Brian has lived in the Axe Creek area all his life, his farm – mainly merino wool, has been in the Edwards family for five generations. Like so many family farms over the past few decades it has had to grow and evolve with the dramatically changing nature of farming life. Part of this change has seen Brian sell some of his land as 20-acre lifestyle parcels to Melbourne migrants such as Andrew and Janet Purton.

Andrew Purton grew up in Brighton, his wife Janet is also a Melbourne native, they are both busy professionals at Bendigo Bank and parents to two active young boys, Joshua aged five, and Lachlan three.

I ask Andrew the obvious, “What brings a Brighton boy to Axe Creek?” Andrew says he has always been a bit of a frustrated farmer. He would have gone the full rural mile and bought a farm but Janet, perhaps understanding the demands of raising two little boys while they both manage busy professional careers was hesitant. “So, we compromised on 20 acres,” shrugs Andrew. “It’s great, we have landscaped around the house, we have a pool, garden and green lawn all irrigated from the dams; we have huge water tanks. Water isn’t a problem.”

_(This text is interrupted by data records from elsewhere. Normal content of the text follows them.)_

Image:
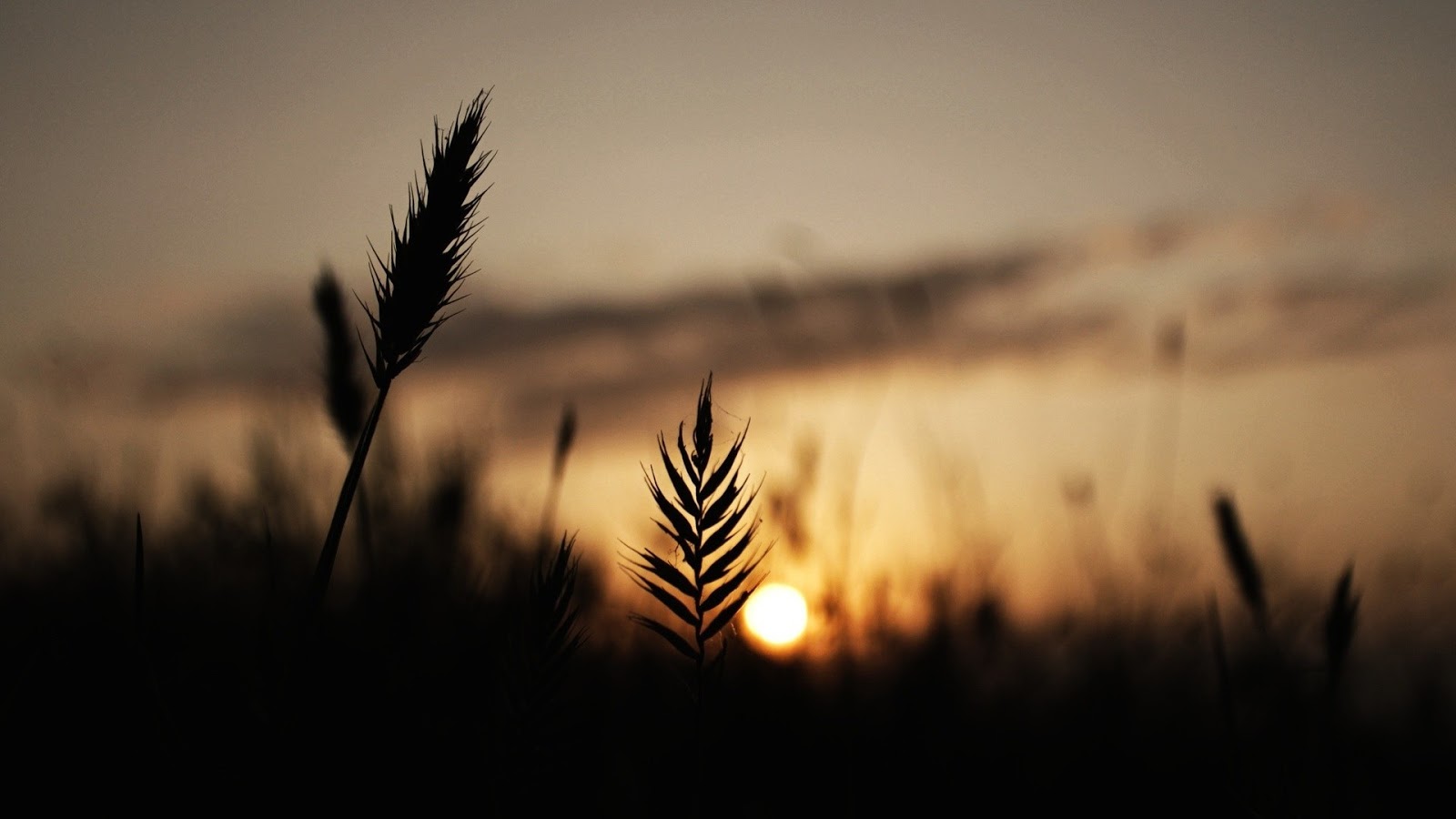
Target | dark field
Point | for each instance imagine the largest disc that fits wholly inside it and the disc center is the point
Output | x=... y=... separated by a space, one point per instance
x=178 y=663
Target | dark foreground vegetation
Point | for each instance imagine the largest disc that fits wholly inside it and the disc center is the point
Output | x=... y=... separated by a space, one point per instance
x=171 y=659
x=460 y=663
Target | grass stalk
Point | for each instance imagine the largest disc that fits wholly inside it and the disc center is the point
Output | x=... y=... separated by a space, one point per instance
x=706 y=516
x=412 y=288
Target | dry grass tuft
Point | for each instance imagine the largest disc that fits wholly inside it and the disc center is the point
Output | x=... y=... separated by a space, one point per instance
x=1241 y=560
x=427 y=261
x=706 y=516
x=1340 y=622
x=344 y=390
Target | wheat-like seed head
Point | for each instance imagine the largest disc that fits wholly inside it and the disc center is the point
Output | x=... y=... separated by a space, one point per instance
x=706 y=511
x=1239 y=557
x=342 y=389
x=427 y=259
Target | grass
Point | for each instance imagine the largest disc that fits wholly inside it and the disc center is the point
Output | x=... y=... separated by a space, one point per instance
x=711 y=573
x=421 y=278
x=473 y=662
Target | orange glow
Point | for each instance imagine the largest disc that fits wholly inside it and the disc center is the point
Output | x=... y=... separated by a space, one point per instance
x=776 y=614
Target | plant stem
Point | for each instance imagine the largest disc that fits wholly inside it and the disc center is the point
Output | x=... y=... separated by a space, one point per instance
x=341 y=511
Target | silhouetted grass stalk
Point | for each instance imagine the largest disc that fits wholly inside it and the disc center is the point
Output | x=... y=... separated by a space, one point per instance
x=708 y=521
x=427 y=263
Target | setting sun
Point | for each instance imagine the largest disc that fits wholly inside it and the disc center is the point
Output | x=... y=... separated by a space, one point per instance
x=776 y=614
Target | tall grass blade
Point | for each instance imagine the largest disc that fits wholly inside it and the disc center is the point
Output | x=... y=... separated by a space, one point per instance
x=1340 y=624
x=703 y=513
x=1239 y=557
x=422 y=276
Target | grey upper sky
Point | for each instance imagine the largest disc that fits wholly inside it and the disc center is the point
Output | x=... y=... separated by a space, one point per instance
x=159 y=157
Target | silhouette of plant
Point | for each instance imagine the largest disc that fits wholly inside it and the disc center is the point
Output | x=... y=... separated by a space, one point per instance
x=421 y=278
x=706 y=516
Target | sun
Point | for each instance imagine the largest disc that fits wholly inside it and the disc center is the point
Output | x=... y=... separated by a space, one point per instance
x=776 y=614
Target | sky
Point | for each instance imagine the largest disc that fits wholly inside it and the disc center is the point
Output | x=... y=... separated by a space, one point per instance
x=803 y=196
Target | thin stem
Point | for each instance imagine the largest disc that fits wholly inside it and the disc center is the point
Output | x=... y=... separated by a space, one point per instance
x=341 y=511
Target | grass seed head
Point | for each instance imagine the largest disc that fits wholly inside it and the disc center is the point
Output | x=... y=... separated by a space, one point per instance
x=427 y=259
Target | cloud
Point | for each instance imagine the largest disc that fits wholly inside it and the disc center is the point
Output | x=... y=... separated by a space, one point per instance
x=1324 y=315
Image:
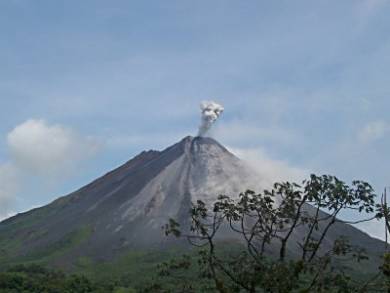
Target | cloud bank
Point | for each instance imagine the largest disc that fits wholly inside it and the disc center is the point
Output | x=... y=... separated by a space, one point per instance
x=39 y=147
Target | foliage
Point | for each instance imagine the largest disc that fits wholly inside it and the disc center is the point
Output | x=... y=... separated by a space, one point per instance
x=268 y=224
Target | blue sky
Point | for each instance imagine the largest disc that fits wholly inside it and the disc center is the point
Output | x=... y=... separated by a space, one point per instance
x=305 y=84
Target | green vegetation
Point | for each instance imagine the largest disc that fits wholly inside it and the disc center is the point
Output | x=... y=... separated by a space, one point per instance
x=260 y=261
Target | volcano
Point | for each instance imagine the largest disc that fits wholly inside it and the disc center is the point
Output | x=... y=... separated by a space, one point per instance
x=126 y=208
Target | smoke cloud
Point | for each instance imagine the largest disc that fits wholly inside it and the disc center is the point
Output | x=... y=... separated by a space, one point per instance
x=210 y=113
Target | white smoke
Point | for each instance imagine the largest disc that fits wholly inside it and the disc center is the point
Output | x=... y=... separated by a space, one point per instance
x=210 y=113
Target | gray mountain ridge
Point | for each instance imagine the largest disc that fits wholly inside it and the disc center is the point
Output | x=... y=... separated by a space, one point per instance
x=126 y=208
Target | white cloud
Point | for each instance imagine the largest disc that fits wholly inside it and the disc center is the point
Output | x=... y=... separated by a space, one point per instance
x=373 y=131
x=268 y=169
x=8 y=188
x=39 y=147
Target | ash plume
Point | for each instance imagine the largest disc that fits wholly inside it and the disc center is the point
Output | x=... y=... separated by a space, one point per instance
x=210 y=113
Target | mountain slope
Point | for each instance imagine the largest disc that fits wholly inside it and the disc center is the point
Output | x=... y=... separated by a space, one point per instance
x=125 y=209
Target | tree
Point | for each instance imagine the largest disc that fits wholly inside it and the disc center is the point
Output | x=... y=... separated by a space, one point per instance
x=268 y=223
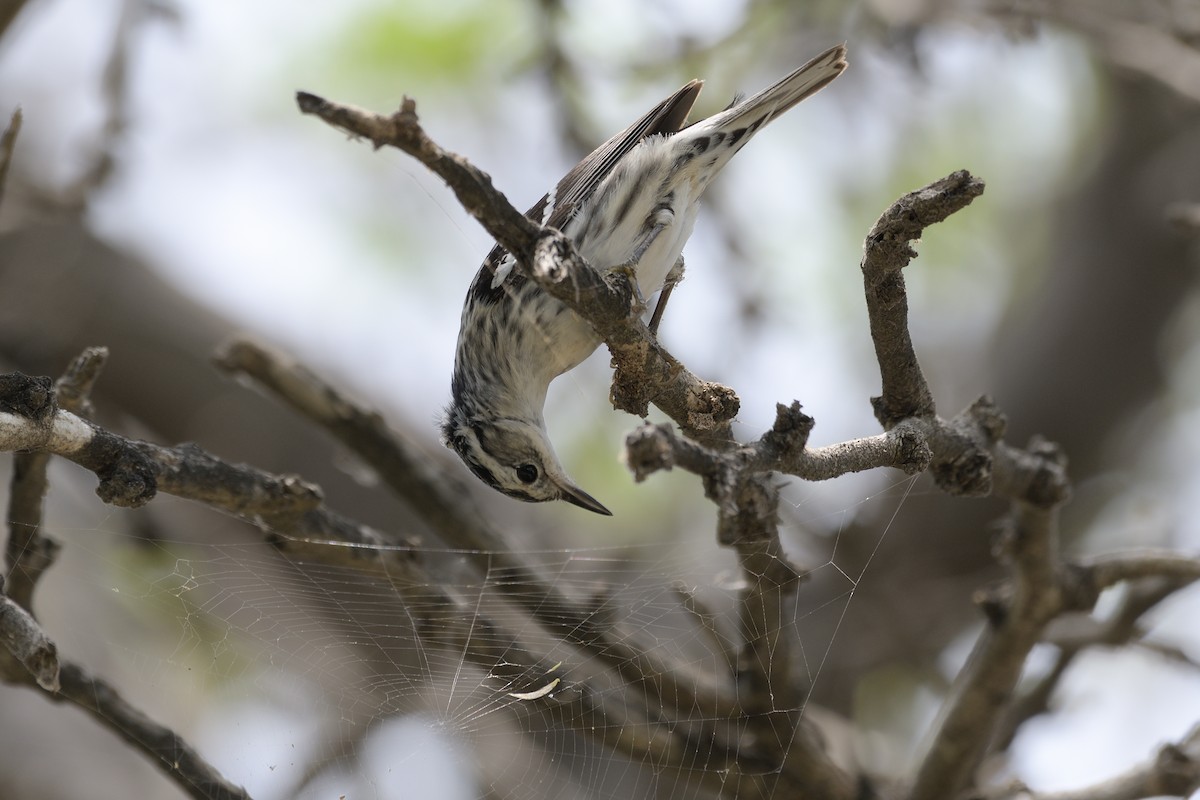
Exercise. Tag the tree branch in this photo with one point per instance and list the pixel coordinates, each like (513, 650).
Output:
(646, 372)
(887, 251)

Andrew has made a career from property, so he did his ‘due diligence’ before deciding which part of rural Victoria he wanted to settle his family. He said, “I like surfing and the coast, so I initially looked to the surf coast beyond Geelong, but the links to Melbourne aren’t as convenient as Bendigo. Ballarat is too cold and I didn’t feel the same vibe, north-east Victoria just seemed a bit remote. So, this area on the Melbourne side of Bendigo ticked the boxes for us.”

Brian says, “the Axe Creek/Sutton Grange area is the best of both worlds. It’s only 20 minutes into Bendigo with all the medical facilities we need and it’s only 1.5 hours to Melbourne.” This neighbourhood is now home to, “good community minded people, who love living where they live,” says Brian.

Andrew and his family have adapted well to rural life, he runs some of Brian’s sheep on his property to keep the grass down. Brian helps him out with some firewood and the neighbours are all on hand to loan each other tools and equipment.

You get the sense from talking to Brian and Andrew the Axe Creek residents enjoy their community and lifestyle. Economic peaks and troughs, such as the one we are experiencing now, come and go, but a lifestyle that allows you to be surrounded by family and a good community – now that’s the golden fleece.